To the very limited extent that the pre-1928 world had laws against wars, they were only laws against particular atrocities. In other words, the world in which Amnesty International and Human Rights Watch try to live today, in which war is perfectly acceptable, but each inevitable atrocious component of the wars is a crime: that was the best the West had to offer from ancient times through 1928.
The world after 1928 was different. The outlawing of war reduced the need for large nations, and smaller nations began to form by the dozens, exercising their right to self-determination. Colonies, likewise, sought their freedom. Conquests of territory after 1928 were undone. The year 1928 became the dividing line for determining which conquests were legal and which not. And the Pact of course was central to the prosecution of (the losers) of World War II for the crime of war. International trade has flourished in the absence of legal conquest. While it is not even true, much less a statement of causation, that nations with McDonalds do not attack each other, it may be true that a world with a reduced risk of attack, for better or worse, generates more McDonalds.

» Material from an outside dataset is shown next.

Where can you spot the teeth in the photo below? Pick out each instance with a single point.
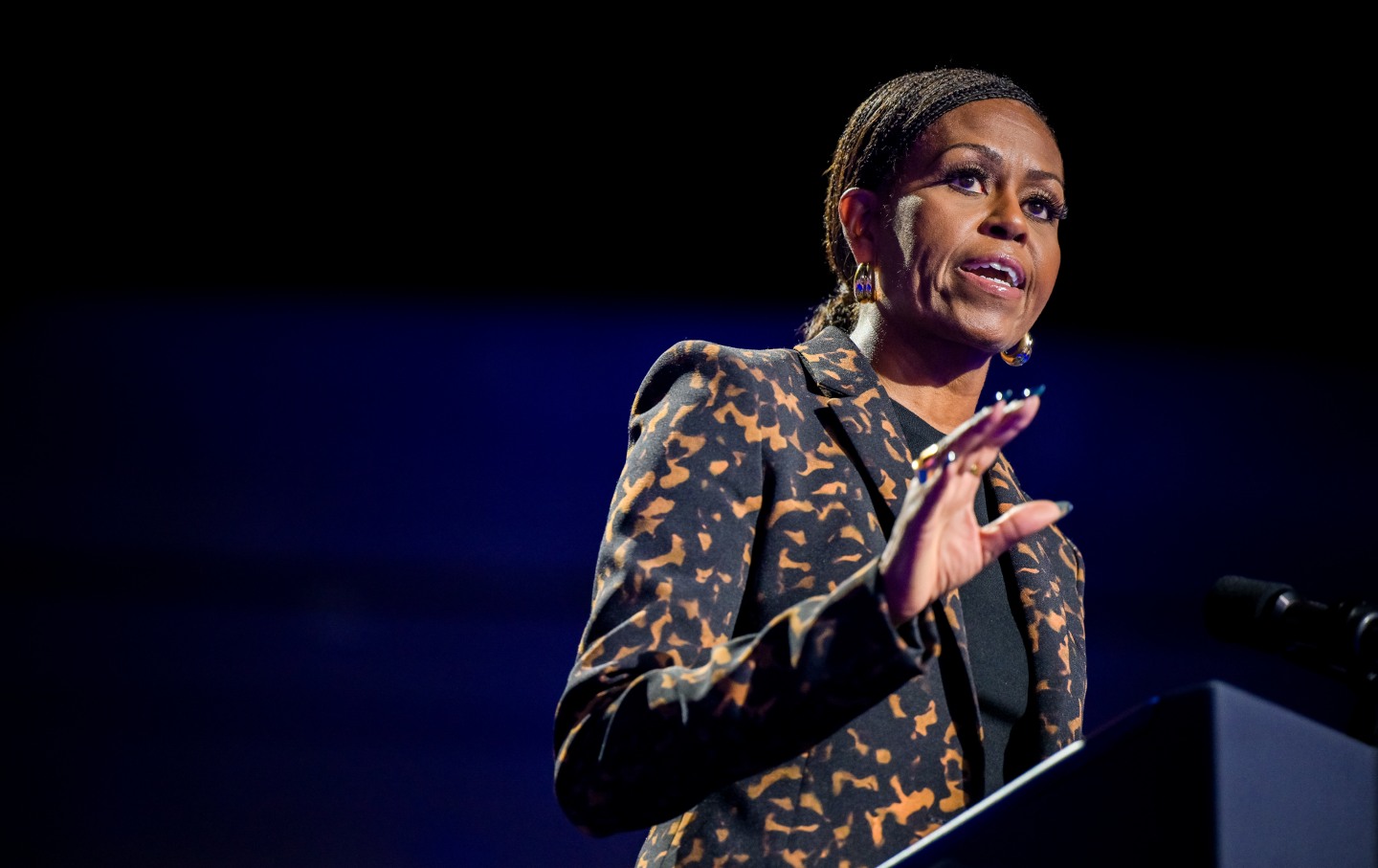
(1006, 270)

All of these positive changes have indeed come about as a result of a treaty generally mocked when not ignored. But they don't add up to the positive view of the world pushed by people like Steven Pinker as well as Hathaway and Shapiro. That positive view of a world ridding itself of war comes about through selective statistics, also known as lies, damn lies, and U.S. exceptionalism. In Pinker, deaths are radically undercounted, then compared to the entire population of the world rather than the relevant nation, or erased by re-categorizing them as "civil war" and therefore not war deaths at all.
Hathaway and Shapiro recognize one U.S. coup (Iran) and war (Iraq) as if none of the others have happened or are happening. The Nakba seems not to exist. That is, the crime and the suffering it entailed do not get mentioned, though the "Arab-Israeli conflict" does.

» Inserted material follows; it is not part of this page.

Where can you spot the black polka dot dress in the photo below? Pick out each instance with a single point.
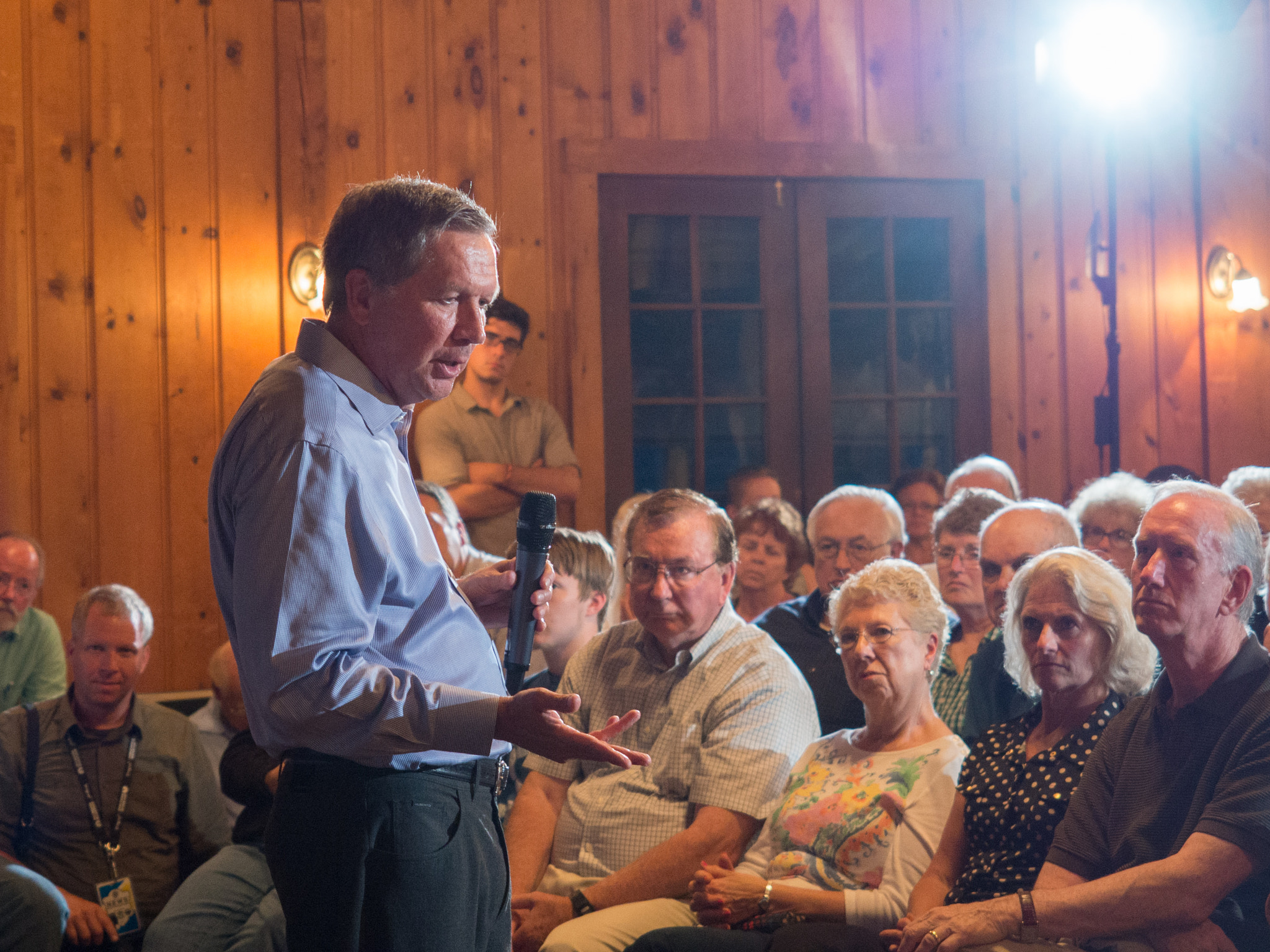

The authors refer to Iraq 2003-present as a war that in 2015 had "greater than ten thousand" people killed in "battle-related" killing. (I'm unclear which killings are excluded by "battle-related.") Never do they mention that "greater than one million" have been killed in that war.
Since World War II, during what the authors call a "period of unprecedented peace," the United States military has killed some 20 million people, overthrown at least 36 governments, interfered in at least 82 foreign elections, attempted to assassinate over 50 foreign leaders, and dropped bombs on people in over 30 countries. This extravaganza of criminal killing is documented here.

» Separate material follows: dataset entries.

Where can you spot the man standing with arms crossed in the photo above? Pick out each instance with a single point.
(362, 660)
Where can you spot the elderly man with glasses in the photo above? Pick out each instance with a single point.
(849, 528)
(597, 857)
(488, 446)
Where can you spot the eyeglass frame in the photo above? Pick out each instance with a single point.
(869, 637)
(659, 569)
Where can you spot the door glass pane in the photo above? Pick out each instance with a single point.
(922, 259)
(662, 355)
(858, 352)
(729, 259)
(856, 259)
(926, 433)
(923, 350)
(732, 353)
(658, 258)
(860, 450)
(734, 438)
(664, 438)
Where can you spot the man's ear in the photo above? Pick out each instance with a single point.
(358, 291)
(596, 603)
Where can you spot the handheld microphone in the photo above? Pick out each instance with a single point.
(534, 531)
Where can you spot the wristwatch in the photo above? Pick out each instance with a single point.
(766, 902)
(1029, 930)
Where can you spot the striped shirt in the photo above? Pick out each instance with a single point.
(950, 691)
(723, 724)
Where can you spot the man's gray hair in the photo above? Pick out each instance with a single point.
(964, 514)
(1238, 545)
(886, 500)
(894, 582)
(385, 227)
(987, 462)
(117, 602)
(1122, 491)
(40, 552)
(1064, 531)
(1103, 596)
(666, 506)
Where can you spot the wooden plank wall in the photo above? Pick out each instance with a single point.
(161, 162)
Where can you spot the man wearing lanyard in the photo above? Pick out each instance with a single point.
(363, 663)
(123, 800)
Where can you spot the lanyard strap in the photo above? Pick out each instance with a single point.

The United States killed some 5 million people in Southeast Asia in a war that Hathaway and Shapiro mention only as an act of conquest by the North of the South when the invaders finally fled. I arrive at that number using the Harvard study from 2008 on Vietnam (3.8 million) plus Nick Turse's case in Kill Anything That Moves that this is a significant under-counting. Using 4 million for Vietnam, I add 1 million for the combined hundreds of thousands killed by the U.S. bombing campaigns in each of the two countries of Laos and Cambodia (both rough estimates). I do not add in the 1 to 2 million killed by the Khmer Rouge, though blame can be given to the United States (without taking it away from anyone else) for that horror. While the United States military did not kill all of the 4 million killed in Vietnam, there would not have been a war, or certainly not a war resembling what the Vietnamese call the American War without the United States.